Dans de trop nombreux pays, la quantité et la qualité des informations collectées par les autorités sur leurs propres citoyens s’avèrent insuffisantes ou celles-ci sont mal partagées. Cette situation a des explications et causes diverses mais aucune d’entre elles ne constitue un obstacle infranchissable. Ce qui est essentiel, en tant que gouvernement, c’est d’effectuer des investissements suffisants et de long terme pour la mise en place d’un bon écosystème d’identité au niveau national, accompagné des réformes législatives et administratives idoines. Mais par où commencer ?

 

Un état civil numérisé

D’abord et avant tout, il convient d’enregistrer de manière officielle les événements prioritaires, tels que les naissances, les décès, les mariages et les divorces, et les conserver dans une base de données centralisée : le registre d’état civil. Celui-ci constitue le cœur battant de tout écosystème d’identité. Mais si celui-ci n’était par le passé encore qu’un cœur en papier, le registre d’état civil s’informatise aujourd’hui de manière croissante. Et c’est là que le bât blesse dans de nombreux pays : les autorités ne se sont pas encore, ou pas suffisamment, engagées sur la nécessaire voie de la numérisation de leur état civil.

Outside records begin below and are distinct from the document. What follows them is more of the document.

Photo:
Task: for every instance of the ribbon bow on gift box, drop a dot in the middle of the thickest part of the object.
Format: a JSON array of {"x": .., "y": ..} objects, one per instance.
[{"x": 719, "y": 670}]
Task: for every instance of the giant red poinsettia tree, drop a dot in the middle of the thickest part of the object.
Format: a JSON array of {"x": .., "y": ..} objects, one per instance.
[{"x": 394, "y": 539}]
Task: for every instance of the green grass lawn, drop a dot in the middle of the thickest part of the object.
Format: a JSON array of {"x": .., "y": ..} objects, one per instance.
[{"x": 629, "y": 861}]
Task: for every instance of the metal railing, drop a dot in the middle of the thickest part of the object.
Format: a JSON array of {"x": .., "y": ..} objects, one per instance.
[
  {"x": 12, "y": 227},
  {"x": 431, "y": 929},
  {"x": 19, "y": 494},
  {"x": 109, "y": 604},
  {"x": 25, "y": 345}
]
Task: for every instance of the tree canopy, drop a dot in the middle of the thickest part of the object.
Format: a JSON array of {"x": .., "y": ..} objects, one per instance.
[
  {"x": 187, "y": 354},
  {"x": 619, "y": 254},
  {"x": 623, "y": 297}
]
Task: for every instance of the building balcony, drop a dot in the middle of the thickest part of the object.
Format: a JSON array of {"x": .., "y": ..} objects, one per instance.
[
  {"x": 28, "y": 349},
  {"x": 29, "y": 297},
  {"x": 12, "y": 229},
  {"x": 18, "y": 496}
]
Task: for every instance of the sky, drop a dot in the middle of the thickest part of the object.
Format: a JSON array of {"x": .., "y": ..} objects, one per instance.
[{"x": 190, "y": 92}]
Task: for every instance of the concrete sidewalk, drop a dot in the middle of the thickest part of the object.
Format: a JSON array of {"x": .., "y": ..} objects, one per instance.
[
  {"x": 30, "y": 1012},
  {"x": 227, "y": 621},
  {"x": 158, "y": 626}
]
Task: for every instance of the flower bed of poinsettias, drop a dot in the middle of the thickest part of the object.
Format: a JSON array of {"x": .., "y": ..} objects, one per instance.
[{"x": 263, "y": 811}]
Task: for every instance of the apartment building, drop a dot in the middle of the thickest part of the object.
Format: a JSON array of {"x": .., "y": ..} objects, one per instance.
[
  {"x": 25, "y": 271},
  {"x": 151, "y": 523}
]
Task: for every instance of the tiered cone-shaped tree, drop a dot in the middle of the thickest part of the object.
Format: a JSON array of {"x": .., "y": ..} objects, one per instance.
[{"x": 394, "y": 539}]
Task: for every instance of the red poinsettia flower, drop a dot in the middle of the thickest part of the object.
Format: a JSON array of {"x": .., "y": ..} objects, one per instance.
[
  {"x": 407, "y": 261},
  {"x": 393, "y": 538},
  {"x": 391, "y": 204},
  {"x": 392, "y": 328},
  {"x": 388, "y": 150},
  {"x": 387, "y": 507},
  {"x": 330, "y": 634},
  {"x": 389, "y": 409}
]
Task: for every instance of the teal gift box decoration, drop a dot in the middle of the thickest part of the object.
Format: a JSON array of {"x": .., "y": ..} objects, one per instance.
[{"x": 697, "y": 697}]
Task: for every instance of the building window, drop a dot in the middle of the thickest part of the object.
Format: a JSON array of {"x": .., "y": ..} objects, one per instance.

La bonne nouvelle, c’est que les premiers pas sur cette voie peuvent être modestes. En installant des PC équipés d’un applicatif minimum de gestion des faits d’état civil dans les différents centres d’état civil, par exemple. Ne fût-ce que pour l’enregistrement numérique des naissances, qui constituent le point de départ idéal d’un écosystème d’identité (Assemblée générale des Nations Unies, septembre 2015, Objectifs de Développement Durable, ODD 16.9). D’autant plus qu’en agissant de la sorte, on peut aussi attribuer directement une identité légale à ce nouveau citoyen, qui vient tout juste d’être mis au monde. Cette identité sera idéalement fondée sur un numéro d’identification unique qui servira, dans le futur, de clé d’identification du citoyen lors des échanges de données entre les différents systèmes d’informations des divers départements et/ou ministères du gouvernement.
 

Approche architecturale

Un état civil informatisé est la première composante de fondation des écosystèmes d’identité destinés à participer à l’amélioration de l’efficacité de la gouvernance. Pour ne citer qu’un exemple parmi d’autres, pour accorder une aide sociale, les organismes compétents devraient, en premier lieu, s’assurer que le requérant est encore en vie. Cette information connue de l’état civil doit être, d’une manière ou d’une autre, rendue accessible en lecture seule aux organismes publics ou privés fournissant des services aux citoyens et qui en auraient besoin. Dans le cadre de la pandémie actuelle de Covid-19, de trop nombreuses aides ont été distribuées à des personnes décédées alors que d’autres citoyens, bien vivants, n’ont pas pu en bénéficier faute d’identité légale. Un écosystème national d’identité intégré et numérisé, prenant en compte les données disponibles auprès de tous les systèmes d’information sectoriels, y compris le registre d’Etat Civil, aurait permis une réponse rapide et ciblée vers les populations les plus nécessiteuses.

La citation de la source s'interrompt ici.